エピローグ
子供達を犬と一緒に隣の家に預け、紗弓と康介は外に連れ出される。ずっと話し込んでいたのにまだ話し足りないのだから、会っていなかった時間の長さが分かるというものだ。
「そう言えば紗弓ちゃん」
オグの声に紗弓は振り返る。オグに並びながら首を傾げた。
「前に言ってたじゃない。結婚する前。約束したって。あれ、何?」
「覚えてたの?恥ずかしいなぁ……」
困ったように笑ってごまかそうとする紗弓を、オグは離さない。
「どういう風に転んでも、お互いに相手を知らなかった頃みたいにはならない。こんな風な話が出る前の状態以前にはならない。要するにね、ずっと友達ではいようって事。なくしたくないから、約束させたの」
「でもそんなの……約束しちゃったら、今の状態はその約束のせいかもとか考えて落ち込んで、かえって無意味じゃない?」
「鋭いなぁ、確かに思ったよ。でもまあ、そんなのが分かった時にはね、思いっきり、だからお前はばかなんだって言われて終わったけどね」
ああ、なるほど、と、やっとあの時の紗弓の言葉のいろんな意味が分かってきた気がする。康介なら大丈夫だと思ったと言ったわけ。康介なら確かに、大丈夫なのかもしれない。

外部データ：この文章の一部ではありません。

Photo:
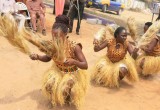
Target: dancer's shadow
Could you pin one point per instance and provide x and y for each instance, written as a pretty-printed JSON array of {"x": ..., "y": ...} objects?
[
  {"x": 36, "y": 95},
  {"x": 123, "y": 85}
]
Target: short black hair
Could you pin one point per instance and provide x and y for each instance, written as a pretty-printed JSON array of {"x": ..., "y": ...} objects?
[
  {"x": 62, "y": 22},
  {"x": 148, "y": 24},
  {"x": 118, "y": 31}
]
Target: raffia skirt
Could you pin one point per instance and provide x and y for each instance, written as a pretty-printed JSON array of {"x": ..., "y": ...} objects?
[
  {"x": 106, "y": 73},
  {"x": 57, "y": 80}
]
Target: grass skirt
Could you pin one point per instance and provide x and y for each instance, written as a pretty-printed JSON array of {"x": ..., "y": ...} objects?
[
  {"x": 151, "y": 65},
  {"x": 57, "y": 80},
  {"x": 106, "y": 73}
]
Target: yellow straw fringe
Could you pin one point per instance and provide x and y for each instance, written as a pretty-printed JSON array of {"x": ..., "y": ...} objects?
[
  {"x": 58, "y": 81},
  {"x": 151, "y": 65},
  {"x": 106, "y": 73}
]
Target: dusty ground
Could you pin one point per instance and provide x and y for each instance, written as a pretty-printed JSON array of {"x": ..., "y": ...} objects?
[{"x": 20, "y": 80}]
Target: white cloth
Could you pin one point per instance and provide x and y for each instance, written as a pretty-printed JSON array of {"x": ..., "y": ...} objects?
[{"x": 7, "y": 6}]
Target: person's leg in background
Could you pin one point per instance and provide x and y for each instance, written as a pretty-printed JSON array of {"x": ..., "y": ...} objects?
[
  {"x": 54, "y": 8},
  {"x": 42, "y": 19},
  {"x": 81, "y": 9},
  {"x": 33, "y": 20},
  {"x": 72, "y": 15}
]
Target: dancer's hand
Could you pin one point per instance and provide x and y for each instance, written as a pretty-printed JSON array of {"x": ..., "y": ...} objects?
[
  {"x": 70, "y": 62},
  {"x": 34, "y": 56},
  {"x": 135, "y": 50},
  {"x": 95, "y": 42}
]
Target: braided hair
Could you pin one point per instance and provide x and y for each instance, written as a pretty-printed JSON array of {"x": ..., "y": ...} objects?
[{"x": 61, "y": 22}]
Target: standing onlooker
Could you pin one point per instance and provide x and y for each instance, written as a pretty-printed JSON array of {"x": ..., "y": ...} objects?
[
  {"x": 36, "y": 7},
  {"x": 74, "y": 13},
  {"x": 9, "y": 6}
]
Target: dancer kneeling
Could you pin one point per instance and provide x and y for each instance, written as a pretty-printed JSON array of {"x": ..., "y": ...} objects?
[
  {"x": 64, "y": 82},
  {"x": 117, "y": 63}
]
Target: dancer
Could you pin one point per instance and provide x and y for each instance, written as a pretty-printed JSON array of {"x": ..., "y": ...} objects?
[
  {"x": 117, "y": 63},
  {"x": 64, "y": 82}
]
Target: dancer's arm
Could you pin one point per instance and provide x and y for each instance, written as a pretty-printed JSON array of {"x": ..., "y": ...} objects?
[
  {"x": 43, "y": 58},
  {"x": 132, "y": 51},
  {"x": 99, "y": 47},
  {"x": 81, "y": 62},
  {"x": 149, "y": 48}
]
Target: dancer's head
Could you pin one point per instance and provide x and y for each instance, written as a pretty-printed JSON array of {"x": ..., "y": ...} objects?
[
  {"x": 120, "y": 34},
  {"x": 147, "y": 25},
  {"x": 60, "y": 26},
  {"x": 59, "y": 35}
]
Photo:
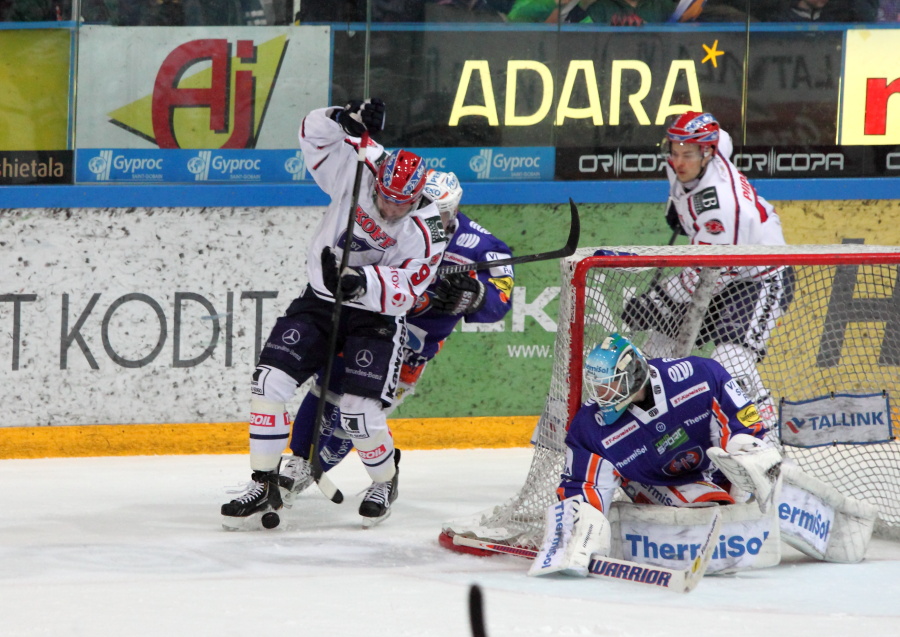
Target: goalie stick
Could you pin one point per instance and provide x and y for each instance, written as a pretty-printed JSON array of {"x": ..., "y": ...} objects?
[
  {"x": 566, "y": 251},
  {"x": 677, "y": 581},
  {"x": 476, "y": 611}
]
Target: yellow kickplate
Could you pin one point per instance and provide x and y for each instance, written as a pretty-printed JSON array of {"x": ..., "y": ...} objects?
[{"x": 228, "y": 437}]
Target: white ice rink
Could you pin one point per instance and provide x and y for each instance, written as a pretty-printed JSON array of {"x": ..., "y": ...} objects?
[{"x": 133, "y": 547}]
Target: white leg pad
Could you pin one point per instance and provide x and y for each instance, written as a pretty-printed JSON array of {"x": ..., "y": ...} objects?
[
  {"x": 821, "y": 522},
  {"x": 751, "y": 465},
  {"x": 574, "y": 531},
  {"x": 365, "y": 422},
  {"x": 672, "y": 536},
  {"x": 270, "y": 428}
]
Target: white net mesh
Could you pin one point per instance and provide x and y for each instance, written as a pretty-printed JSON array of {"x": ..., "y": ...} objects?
[{"x": 822, "y": 319}]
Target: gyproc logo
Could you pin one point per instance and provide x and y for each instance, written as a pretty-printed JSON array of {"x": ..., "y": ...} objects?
[
  {"x": 199, "y": 165},
  {"x": 101, "y": 164},
  {"x": 296, "y": 166}
]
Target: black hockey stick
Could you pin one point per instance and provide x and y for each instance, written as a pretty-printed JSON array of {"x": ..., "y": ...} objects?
[
  {"x": 565, "y": 251},
  {"x": 476, "y": 611},
  {"x": 325, "y": 484}
]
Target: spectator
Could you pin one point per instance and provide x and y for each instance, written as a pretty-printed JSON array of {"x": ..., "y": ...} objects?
[
  {"x": 826, "y": 11},
  {"x": 34, "y": 10},
  {"x": 628, "y": 12}
]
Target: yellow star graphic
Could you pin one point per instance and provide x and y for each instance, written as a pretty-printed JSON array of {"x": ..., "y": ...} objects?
[{"x": 712, "y": 53}]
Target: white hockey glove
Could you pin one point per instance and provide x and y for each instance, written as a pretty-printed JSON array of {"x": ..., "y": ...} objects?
[
  {"x": 751, "y": 465},
  {"x": 445, "y": 191},
  {"x": 575, "y": 530},
  {"x": 458, "y": 294},
  {"x": 359, "y": 116},
  {"x": 351, "y": 280}
]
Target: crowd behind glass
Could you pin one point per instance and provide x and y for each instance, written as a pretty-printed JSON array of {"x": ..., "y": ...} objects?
[{"x": 623, "y": 13}]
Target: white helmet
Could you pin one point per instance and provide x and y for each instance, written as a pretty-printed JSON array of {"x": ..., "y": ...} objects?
[
  {"x": 614, "y": 372},
  {"x": 444, "y": 190}
]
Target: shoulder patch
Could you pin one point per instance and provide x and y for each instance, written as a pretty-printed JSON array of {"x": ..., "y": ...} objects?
[{"x": 436, "y": 228}]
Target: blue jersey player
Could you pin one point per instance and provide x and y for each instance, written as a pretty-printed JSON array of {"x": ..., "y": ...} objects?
[
  {"x": 673, "y": 432},
  {"x": 482, "y": 297}
]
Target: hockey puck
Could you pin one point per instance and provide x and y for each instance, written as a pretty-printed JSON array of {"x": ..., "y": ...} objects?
[{"x": 271, "y": 520}]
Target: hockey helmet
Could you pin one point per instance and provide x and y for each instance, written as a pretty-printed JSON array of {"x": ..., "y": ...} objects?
[
  {"x": 614, "y": 372},
  {"x": 693, "y": 128},
  {"x": 444, "y": 190},
  {"x": 401, "y": 178}
]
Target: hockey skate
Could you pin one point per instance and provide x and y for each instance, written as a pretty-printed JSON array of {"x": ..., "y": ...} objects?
[
  {"x": 294, "y": 478},
  {"x": 376, "y": 505},
  {"x": 256, "y": 505}
]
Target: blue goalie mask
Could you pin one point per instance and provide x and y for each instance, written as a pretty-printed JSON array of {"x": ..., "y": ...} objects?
[{"x": 614, "y": 372}]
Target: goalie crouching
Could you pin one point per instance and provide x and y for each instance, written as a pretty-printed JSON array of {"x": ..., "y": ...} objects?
[{"x": 681, "y": 433}]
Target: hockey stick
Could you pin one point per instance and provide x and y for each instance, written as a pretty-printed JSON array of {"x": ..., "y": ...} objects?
[
  {"x": 322, "y": 480},
  {"x": 675, "y": 580},
  {"x": 566, "y": 251},
  {"x": 476, "y": 611}
]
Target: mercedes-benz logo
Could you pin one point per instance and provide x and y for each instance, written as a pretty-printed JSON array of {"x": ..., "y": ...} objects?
[{"x": 364, "y": 358}]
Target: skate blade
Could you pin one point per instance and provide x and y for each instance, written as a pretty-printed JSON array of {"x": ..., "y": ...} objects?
[
  {"x": 252, "y": 522},
  {"x": 368, "y": 523}
]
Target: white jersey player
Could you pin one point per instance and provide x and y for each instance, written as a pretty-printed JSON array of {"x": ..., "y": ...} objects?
[
  {"x": 712, "y": 203},
  {"x": 395, "y": 248}
]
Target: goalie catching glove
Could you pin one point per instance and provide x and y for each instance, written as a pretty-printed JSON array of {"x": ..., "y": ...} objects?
[
  {"x": 359, "y": 116},
  {"x": 458, "y": 294},
  {"x": 750, "y": 465},
  {"x": 575, "y": 530},
  {"x": 351, "y": 280}
]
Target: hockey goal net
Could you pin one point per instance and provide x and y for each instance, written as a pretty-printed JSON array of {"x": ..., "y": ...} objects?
[{"x": 833, "y": 331}]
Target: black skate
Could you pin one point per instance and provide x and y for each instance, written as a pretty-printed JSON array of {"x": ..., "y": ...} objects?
[
  {"x": 376, "y": 505},
  {"x": 257, "y": 505},
  {"x": 294, "y": 478}
]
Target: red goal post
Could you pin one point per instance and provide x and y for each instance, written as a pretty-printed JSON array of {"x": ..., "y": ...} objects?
[{"x": 840, "y": 334}]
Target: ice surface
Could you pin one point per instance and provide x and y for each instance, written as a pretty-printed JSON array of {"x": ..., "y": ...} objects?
[{"x": 133, "y": 547}]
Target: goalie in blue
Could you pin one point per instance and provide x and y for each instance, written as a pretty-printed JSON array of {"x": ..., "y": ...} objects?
[{"x": 672, "y": 432}]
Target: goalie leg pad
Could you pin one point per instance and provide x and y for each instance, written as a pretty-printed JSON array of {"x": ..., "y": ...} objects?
[
  {"x": 671, "y": 536},
  {"x": 574, "y": 531},
  {"x": 819, "y": 521}
]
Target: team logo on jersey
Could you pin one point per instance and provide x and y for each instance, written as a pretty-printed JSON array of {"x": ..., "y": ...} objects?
[
  {"x": 612, "y": 439},
  {"x": 671, "y": 440},
  {"x": 686, "y": 395},
  {"x": 681, "y": 371},
  {"x": 714, "y": 226},
  {"x": 504, "y": 285},
  {"x": 684, "y": 462},
  {"x": 706, "y": 199}
]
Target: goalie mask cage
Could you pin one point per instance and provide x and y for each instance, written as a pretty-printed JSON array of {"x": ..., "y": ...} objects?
[{"x": 840, "y": 333}]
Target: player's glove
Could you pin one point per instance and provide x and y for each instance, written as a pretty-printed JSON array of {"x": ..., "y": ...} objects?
[
  {"x": 351, "y": 280},
  {"x": 458, "y": 293},
  {"x": 673, "y": 220},
  {"x": 654, "y": 311},
  {"x": 359, "y": 116}
]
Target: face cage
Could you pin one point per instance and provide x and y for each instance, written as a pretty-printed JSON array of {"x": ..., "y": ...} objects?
[{"x": 614, "y": 396}]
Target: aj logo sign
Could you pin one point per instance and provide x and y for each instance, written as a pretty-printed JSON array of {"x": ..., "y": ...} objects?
[{"x": 208, "y": 93}]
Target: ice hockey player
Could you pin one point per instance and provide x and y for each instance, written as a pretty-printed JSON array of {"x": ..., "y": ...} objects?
[
  {"x": 481, "y": 298},
  {"x": 712, "y": 203},
  {"x": 396, "y": 247},
  {"x": 677, "y": 433}
]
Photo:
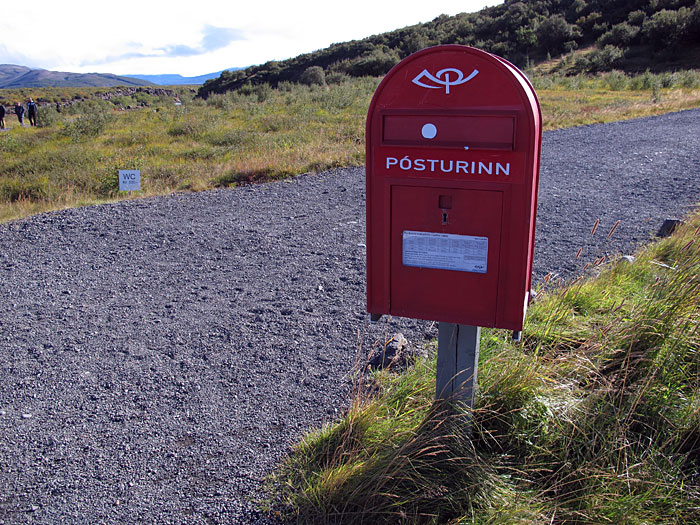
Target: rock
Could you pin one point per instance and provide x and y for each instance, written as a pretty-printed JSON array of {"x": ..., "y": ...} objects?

「お互いのんびりマイペースにしか動けないからね。ちょうどいいよ。色んな事にはゆっくり慣れていけばいいし、困ったらどうにかしてもらえばいいし」
「人任せなんだ」
笑うのを見ながら、紗弓は平然と、当たり前、と言い返す。一緒に歩くと決めたのだから。自分の荷物をそれぞれ片手に持って、二人の荷物を間で二人で持って。どっちかが疲れたらもう一人が手伝って、二人で疲れたら一緒に休んで。
「とりあえず、わたしは約束した自分を目指して日々精進中」
「?」
「わたし意地っ張りで、素直じゃないでしょ。だからせめて、ごめんなさいとありがとうは上手に言える人になりたいって言ったの。簡単だけどわたしには難しくて、それなのに大事な言葉だから」
「言えてると思うけど」
「言えないこともあるんだよ」
笑いながら歩いていく。躓いて転びそうになった紗弓の腕を、どうやらしっかり見ていたらしい康介がつかんだ。
「アホ……足下見て歩けって言ってるだろ、そそっかしいんだから」
「見てるよ」
「もっと見ろ。こっちが目が離せないから」
何となく、ずっとこんな調子で二人はいるんだろうなぁと腹におさまる実感でその場の面々は感じながら眺める。
もう盛り上がっている様子の酒場に二人を押し込むようにして入りながら、次々に回ってくるグラスを打ち鳴らした。